The Elephant file system

Reading time ~2 minutes

I was recently reading Creativity, Inc by Ed Catmull and Amy Wallace, which is about the genesis of Pixar, a company that was made by a single movie (Toy Story). What most people don’t know is that the company was very nearly unmade when, a year into the production of Toy Story 2, the entire movie was accidentally deleted from the file system where it was stored. Tldr; everything turns out ok, but it got me thinking – how do our file systems protect us from ourselves? In “Deciding when to forget in the Elephant file system,” Douglas Santry, et al described their development and experimentation with a new kind of filesystem that, by default, refuses to forget.

Considering User Behavior

The primary thing that struck me about Santry et al’s filesystem implementation is that it is entirely designed around how file systems get used in practice – people manually save multiple versions of files; and as time passes, they struggle to differentiate between those multiple versions; they rarely perform manual clean-up maintenance of old data; they delete things by accident; they edit in short bursts and then stop; and for better or worse, they use exactly as much control as they are allowed by their file system and operating system.

Complexity

Santry’s solution for how to protect users from themselves in the Elephant file system is to “separate storage management from the common file system operations available to users.” The actual implementation of this ends up being rather complex, requiring not only inodes (used for new files with no history, or old files that have ceased to change), but also inode logs (maintain pointers to multiple versions of a file), and imaps (store extended metadata for a file, including an inode or inode log, details about how the file should be versioned over time, and it’s change velocity, or temperature).

Performance

In addition to being conceptually rather complex, the storing of multiple versions results in performance slow-downs for opening old versions and writing new versions files (though not as much as one might expect); moreover, as the authors admit, “it reduces the effectiveness of buffer-cache write absorption and thus increases the number of disk writes.” This made me wonder about potential optimizations inspired by the log-structured file system paper, i.e. using an in-memory log segment to capture multiple changes that could be later written in a single sequential write.
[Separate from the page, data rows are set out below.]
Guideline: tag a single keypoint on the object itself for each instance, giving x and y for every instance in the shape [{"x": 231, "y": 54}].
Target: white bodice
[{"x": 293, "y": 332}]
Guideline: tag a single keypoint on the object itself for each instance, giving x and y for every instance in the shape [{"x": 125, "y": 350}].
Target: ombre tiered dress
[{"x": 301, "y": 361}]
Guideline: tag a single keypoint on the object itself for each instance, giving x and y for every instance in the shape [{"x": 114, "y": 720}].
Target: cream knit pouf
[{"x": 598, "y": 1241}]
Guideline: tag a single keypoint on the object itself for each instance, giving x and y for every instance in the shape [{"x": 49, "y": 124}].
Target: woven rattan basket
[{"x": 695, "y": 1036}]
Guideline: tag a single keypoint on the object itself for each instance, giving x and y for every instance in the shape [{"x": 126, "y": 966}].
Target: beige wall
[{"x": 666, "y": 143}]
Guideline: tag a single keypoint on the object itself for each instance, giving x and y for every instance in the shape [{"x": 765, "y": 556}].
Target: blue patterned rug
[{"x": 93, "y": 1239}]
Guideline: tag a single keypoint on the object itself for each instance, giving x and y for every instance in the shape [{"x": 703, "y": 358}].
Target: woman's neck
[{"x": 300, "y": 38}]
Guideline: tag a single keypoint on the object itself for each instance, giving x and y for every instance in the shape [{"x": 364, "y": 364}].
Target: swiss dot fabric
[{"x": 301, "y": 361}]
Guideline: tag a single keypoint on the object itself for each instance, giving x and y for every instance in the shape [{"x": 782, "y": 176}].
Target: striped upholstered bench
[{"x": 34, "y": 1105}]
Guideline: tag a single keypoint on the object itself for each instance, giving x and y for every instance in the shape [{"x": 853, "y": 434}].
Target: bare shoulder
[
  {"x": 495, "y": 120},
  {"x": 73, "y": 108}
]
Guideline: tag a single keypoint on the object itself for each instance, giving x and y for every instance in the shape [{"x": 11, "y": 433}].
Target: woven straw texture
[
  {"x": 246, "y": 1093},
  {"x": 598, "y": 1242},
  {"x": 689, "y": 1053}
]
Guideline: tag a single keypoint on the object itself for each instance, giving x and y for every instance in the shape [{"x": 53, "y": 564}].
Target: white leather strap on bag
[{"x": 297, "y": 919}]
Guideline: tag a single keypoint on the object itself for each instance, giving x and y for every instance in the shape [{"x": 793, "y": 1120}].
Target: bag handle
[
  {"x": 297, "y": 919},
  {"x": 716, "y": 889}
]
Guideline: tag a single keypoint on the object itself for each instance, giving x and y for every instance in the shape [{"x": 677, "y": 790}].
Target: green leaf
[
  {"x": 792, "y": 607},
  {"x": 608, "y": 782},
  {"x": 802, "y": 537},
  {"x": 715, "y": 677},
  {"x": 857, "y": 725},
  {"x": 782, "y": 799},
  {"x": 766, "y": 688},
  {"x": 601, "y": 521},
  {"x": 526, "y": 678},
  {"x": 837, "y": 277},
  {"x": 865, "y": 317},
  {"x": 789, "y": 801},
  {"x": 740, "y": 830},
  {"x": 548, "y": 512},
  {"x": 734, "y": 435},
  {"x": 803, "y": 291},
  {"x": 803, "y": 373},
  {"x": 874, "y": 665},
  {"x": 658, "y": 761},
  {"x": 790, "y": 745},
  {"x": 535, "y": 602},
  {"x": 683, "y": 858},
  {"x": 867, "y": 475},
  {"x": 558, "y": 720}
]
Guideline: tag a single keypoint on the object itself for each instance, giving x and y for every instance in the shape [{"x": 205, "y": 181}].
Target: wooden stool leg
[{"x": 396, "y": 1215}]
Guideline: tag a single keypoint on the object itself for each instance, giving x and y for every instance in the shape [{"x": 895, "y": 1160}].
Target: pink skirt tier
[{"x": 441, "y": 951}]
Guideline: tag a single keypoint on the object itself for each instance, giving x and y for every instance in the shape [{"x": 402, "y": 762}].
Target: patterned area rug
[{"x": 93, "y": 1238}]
Alternatively, I wondered if it might be possible to use some version of the block-comparison strategy discussed in the low-bandwidth networked file system paper, which compared versions of files in terms of variable length chunks, writing only chunks that had changed between versions. This is something the authors later seem to suggest when they discuss the potential for implementing a branch-merge strategy for Elephant.

Takeaways

It seems the main downside of the Elephant system is that its naming convention for versions combines the file’s name with a timestamp, which makes a fundamental “assumption [that] the multiple versions of a file never co-exist”; however, in a networked context where many people are interacting with a filesystem simultaneously, it becomes increasingly likely that their interactions will be disconnected, and that the resulting history, when merged, “may have intervals in which multiple versions co-existed.”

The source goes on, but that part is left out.